How businesses can reduce their risk

Data breaches pose enormous risks to a company’s brand, reputation, value or stock price, and public perception. Slowing the number of attacks will require companies to tighten the reigns of security access to protect their data. Brush said that having a “good data map” and really “understanding the data sets” along with tightening access controls will be critical for organizations to protect themselves from cybercrimes.

“Too many people from really down at the integral level have access to data they don’t need. Like a bank vault, not everyone should have access to it,” Brush said.

Changing the Landscape 

According to Brush, dramatic changes in the market are underway as cyber insurance carriers begin to shift their perspectives and require tighter data security controls as part of the underwriting process, growing tired of covering the high cost of online crimes.

Brush said that litigation would “fundamentally change the game,” holding organizations accountable for mishandling data and making them report losses on their balance sheet.

“Litigation is going to be the path forward to actually enacting changes,” Brush said. He denotes a similar paradigm with bank robberies over the last 100 years.

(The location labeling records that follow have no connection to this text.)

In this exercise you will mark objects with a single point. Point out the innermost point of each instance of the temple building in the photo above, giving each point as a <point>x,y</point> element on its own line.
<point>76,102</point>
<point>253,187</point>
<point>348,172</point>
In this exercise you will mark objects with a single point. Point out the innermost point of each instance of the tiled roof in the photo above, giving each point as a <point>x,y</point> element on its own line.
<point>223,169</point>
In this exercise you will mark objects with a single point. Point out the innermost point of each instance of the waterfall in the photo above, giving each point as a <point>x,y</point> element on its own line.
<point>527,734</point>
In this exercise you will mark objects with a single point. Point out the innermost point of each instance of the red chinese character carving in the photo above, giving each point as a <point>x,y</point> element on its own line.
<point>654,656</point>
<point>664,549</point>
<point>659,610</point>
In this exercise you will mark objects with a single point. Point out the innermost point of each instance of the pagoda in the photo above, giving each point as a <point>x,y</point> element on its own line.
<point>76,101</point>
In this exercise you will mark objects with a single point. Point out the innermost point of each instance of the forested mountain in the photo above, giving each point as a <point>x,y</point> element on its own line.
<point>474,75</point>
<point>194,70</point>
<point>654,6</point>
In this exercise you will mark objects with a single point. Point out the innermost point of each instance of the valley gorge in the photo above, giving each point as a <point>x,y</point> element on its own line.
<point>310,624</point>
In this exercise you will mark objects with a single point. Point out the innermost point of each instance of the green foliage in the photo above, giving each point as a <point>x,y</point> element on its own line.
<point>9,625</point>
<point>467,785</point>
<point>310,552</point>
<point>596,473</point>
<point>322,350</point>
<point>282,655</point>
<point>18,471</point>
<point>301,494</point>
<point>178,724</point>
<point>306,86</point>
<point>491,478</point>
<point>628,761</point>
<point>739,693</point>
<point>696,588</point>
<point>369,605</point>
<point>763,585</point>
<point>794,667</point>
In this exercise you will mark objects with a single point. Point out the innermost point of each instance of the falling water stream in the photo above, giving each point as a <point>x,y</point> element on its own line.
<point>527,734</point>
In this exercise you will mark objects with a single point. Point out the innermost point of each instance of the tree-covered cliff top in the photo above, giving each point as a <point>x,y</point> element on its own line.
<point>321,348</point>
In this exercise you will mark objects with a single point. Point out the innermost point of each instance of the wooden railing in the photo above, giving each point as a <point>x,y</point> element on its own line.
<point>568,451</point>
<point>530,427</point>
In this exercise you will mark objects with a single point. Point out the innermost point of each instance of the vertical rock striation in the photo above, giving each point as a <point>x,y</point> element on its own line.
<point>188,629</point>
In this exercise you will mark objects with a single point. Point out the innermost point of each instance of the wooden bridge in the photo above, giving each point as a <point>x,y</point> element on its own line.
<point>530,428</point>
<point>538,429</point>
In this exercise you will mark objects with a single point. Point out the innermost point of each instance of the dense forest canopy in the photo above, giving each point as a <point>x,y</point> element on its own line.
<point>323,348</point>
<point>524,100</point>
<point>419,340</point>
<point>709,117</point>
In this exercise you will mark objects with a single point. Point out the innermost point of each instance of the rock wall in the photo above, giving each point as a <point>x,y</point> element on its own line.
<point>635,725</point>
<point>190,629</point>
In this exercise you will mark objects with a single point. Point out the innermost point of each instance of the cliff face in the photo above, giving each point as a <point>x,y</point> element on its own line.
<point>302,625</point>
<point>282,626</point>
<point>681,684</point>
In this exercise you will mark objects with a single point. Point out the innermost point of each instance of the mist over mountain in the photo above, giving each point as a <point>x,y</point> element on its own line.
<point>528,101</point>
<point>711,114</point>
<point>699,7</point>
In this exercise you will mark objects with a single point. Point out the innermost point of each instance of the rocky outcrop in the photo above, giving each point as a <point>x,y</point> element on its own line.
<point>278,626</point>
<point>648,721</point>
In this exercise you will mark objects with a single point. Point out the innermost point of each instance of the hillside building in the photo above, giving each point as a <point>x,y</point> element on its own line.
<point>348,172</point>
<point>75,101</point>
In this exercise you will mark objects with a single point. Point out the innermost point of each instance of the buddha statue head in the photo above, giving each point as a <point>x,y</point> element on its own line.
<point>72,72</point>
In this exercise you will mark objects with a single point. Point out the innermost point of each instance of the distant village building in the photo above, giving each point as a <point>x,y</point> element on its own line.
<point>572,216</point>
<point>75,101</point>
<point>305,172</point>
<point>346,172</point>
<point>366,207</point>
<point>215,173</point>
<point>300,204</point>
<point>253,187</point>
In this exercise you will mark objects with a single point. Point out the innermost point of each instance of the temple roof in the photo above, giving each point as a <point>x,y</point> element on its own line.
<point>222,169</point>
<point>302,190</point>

“Bank robbers made a ton of money, and it’s not because that’s where the money was.” It’s because “nobody was stopping them.” Insurance companies had to push back at the executive level and refuse to cover losses. It wasn’t until we held executives accountable that “banks became hard to rob,” Brush said.

In the meantime, a thoughtful data protection strategy in conjunction with cyber insurance is the most holistic way to manage the significant risks posed to businesses in our digital world.